O meu avô Manuel era professor primário. E também era sócio de uma papelaria. Certo dia, com os dois irmãos, o Artur e o Firmino, resolveram criar uma empresa que, ao mesmo tempo, tivesse o lado industrial e o de distribuidora. Na altura do Estado Novo os professores primários não podiam dar o nome às sociedades. Então a empresa ficou: Firmino dos Santos Carvalho. Isto ainda no tempo da Rua do Almada. Depois, com a ida para a Rua Camões, na Baixa, acabaria por se alterar o nome para Firmo”, recorda Rui Carvalho.

A fábrica de Vila Nova de Gaia foi inaugurada na década de 1980. E emprega metade (cerca de 90 pessoas) de todos os trabalhadores da empresa.

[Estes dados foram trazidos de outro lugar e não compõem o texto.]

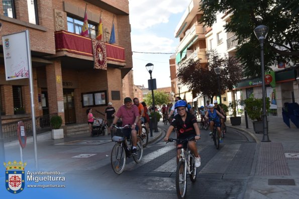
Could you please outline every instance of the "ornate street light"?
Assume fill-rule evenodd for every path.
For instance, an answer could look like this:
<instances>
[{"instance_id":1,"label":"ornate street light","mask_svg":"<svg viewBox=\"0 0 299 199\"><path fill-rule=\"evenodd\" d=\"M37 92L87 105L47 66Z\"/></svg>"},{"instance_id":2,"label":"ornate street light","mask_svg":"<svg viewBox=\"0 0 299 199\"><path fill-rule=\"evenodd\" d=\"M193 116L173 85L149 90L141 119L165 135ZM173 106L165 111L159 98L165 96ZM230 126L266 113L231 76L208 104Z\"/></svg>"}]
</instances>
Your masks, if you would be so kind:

Uma pergunta se impõe: hoje, na Era da Internet, não estará o negócio do papel e de quem trabalha com ele em risco? Rui responde que “não”. E explica-nos que a Firmo usa da tecnologia para crescer. “Sabe, é como diz o ditado: ‘Quem não aparece, esquece.’ E nós apostámos muito no digital. Não é uma ameaça; é um aliado. Por exemplo: através da redes sociais, e mesmo não vendendo a Firmo diretamente ao cliente particular, conseguimos conhecer esse cliente e perceber onde podemos melhorar o nosso produto. Esse feedback é muito importante.”

“Wholesale B2B”. Podia ser um robô especial que a NASA fez aterrar em Marte, mas é apenas uma ferramenta digital que a Firmo criou. “Hoje em dia, através do site e do Wholesale B2B, os clientes particulares — papelarias, empresas, seja quem for — podem fazer as encomendas e tratar das entregas online, não precisando de se deslocar ao nosso Cash & Carry, por exemplo. A aceitação tem sido fantástica”, diz Rui Carvalho.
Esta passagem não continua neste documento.